Google donates Chromebooks
Published 12:49 pm Tuesday, December 27, 2016
Google has fulfilled a Prince Edward County Middle School (PECMS) teacher’s request for computers for her students.
The company wished Jonelle Davis a happy holiday by completing a $5,000 request for 25 Chromebooks and a storage cart for the sixth-grade teacher’s classroom. The teacher learned of the donation on Dec. 20 and will receive the computers once school comes back into session.
“Because we’re on break, they won’t order them till we go back to school, so they don’t get delivered to an empty school,” Davis said.
She said she asked for donations via the site “Donors Choose.” Teachers can use the website to “go and put projects up for things you would like for the classroom and people can make tax-deductible donations,” Davis said.
Though Davis had used the site previously, she was very excited to learn she had been chosen as a recipient of the donation by Google.org, the internet company’s charitable arm.
“Apparently, they looked at schools that are listed as being in the highest poverty,” Davis said, noting that the website determines what category a school belongs in. “They funded all Chromebook projects for schools with highest poverty.”
On Davis’ Donors Choose page for the project, Google.org said, “Happy holiday seasons from Google.org! Googlers believe that children everywhere should have the technology they need to be successful and are honored to fund and help bring this Chromebook project to life.”
Davis replied to Google on the page, saying, “I can’t begin to imagine all of the positive impact this will have for them, but I know it will be invaluable to regularly use the technology they will have to access for high stakes testing.”
Davis was “overwhelmed with gratitude and at a loss for adequate words.”
She said her students need more time on the laptops to prepare for Standards of Learning (SOL) testing, which is administered on computers.
“The reason why I put this whole pitch together was so students would have more of a chance to interact via screen time on a computer with a keyboard and just to get used to that medium,” Davis said. “We can access lots of the literature that we use digitally.
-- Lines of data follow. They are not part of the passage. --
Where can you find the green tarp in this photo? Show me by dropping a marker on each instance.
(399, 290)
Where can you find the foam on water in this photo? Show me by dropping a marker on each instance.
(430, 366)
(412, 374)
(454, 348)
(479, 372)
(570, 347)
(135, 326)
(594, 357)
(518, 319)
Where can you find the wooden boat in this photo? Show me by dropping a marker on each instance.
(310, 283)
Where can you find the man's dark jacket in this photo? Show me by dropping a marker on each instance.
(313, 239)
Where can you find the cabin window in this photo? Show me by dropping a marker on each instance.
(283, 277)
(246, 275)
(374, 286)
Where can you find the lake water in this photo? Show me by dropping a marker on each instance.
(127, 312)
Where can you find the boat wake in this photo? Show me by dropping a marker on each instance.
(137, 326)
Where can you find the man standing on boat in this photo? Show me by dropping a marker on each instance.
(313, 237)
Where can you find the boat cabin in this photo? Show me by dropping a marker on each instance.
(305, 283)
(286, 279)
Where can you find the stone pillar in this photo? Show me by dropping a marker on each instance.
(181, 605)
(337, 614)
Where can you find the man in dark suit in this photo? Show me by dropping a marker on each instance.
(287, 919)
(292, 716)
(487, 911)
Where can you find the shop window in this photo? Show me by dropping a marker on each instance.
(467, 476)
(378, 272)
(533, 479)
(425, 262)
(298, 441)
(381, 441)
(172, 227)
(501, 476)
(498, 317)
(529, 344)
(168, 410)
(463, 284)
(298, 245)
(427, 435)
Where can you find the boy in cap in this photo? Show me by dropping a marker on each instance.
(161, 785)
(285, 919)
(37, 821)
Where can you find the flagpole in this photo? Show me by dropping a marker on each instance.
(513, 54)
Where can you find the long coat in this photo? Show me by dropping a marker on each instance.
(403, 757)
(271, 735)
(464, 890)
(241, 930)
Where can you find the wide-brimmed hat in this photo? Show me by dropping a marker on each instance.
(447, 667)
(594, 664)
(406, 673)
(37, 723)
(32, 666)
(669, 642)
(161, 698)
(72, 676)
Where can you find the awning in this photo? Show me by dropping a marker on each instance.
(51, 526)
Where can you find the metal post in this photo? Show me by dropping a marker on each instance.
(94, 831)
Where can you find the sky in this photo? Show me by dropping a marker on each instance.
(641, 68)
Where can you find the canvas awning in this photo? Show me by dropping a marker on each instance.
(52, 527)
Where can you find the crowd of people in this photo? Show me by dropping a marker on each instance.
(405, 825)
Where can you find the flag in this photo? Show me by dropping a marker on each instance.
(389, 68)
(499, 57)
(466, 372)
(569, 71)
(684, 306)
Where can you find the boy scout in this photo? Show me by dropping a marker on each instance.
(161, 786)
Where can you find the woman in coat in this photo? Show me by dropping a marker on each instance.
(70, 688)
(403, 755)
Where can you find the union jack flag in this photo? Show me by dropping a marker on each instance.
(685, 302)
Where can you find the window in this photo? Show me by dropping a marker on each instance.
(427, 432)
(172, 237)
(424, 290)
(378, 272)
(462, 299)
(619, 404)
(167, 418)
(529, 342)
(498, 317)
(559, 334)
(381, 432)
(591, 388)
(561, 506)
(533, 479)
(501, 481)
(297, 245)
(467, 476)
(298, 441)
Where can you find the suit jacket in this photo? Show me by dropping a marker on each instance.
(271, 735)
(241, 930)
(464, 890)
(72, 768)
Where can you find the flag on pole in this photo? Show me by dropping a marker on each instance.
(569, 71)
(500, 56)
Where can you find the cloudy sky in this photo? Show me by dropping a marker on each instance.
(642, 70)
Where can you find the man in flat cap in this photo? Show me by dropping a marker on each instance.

And (if) the students read on screen, the better they’ll be when they get into an SOL.”
Chromebooks, which function like laptops, relying on the internet and cloud space to function, provide students with the ability to watch videos, read and fulfill assessments digitally, she said.
Davis said the students do have computers at school, but they don’t have enough for every student to use them all the time.
Having a class set of 25 will guarantee every student in the class gets to use a computer, she said, noting she typically doesn’t have more than 20 students in her class.
Up to now, Davis’ students have shared just four computers in her classroom.
Though the set of computers is only for Davis’ class, she is willing to share the laptops with other classes if her students aren’t using them.
“As with anything, the more practice you have, the less intimidating a piece of technology seems,” Davis said on the project’s webpage.